You mentioned that routes also need to be set up. This is probably what is missing and where my ignorance is at.

So are you saying that I need to set up static routes? I did give that a shot but the problem was that with the static routes, it asks me to set up a gateway IP and that can't be the same as the interface IP.

So, for example, if I attempt to set up a static route for 192.168.2.0/24, it is pointed to interface Port 1.4 (being VLAN 4 for the .2 subnet) but then on its insistence for the gateway IP, I can't set that to be the interface itself (being 192.168.2.1). Is this where I should be setting up those routes you're referring to?
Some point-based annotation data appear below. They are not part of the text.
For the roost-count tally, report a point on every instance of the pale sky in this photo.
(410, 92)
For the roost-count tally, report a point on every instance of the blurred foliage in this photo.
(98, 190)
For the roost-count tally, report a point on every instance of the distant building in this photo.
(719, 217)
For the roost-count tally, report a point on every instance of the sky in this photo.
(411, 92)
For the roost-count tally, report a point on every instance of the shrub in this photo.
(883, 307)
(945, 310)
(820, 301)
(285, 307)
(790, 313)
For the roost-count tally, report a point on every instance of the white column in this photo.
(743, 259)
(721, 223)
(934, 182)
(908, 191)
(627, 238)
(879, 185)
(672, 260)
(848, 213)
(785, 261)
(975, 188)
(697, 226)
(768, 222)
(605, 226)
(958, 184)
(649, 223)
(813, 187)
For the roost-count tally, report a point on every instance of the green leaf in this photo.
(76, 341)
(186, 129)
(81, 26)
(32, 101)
Or are you talking about Policy Based Routes?

Hi Tony,

no, you do not need routes, I was wondering if you had set them up if you expected to be able to send traffic out of your other VLANs eg you are connected to VLAN2 but you want to use VLAN3's gateway. If VLAN3's gateway was a different external interface then yes I could see that , but you would use a firewall rule to allow specific traffic out VLAN3's gateway when you are connected to VLAN2.

I access my other VLANs, but only the internal devices, I do not try to use their gateway.

Ian

Thank goodness for that, as that was the initial impression I was under from the tutorial videos I have looked up.

OK, so with no routes and only firewall policies which are similarly set up to yours, your Netgear switch seems to be happy with your XG whereas my Cisco SG200 is not. How have you configured your Netgear? Are your ports for non-VLAN aware devices simply configured as Access ports, pointing to the respective PVID?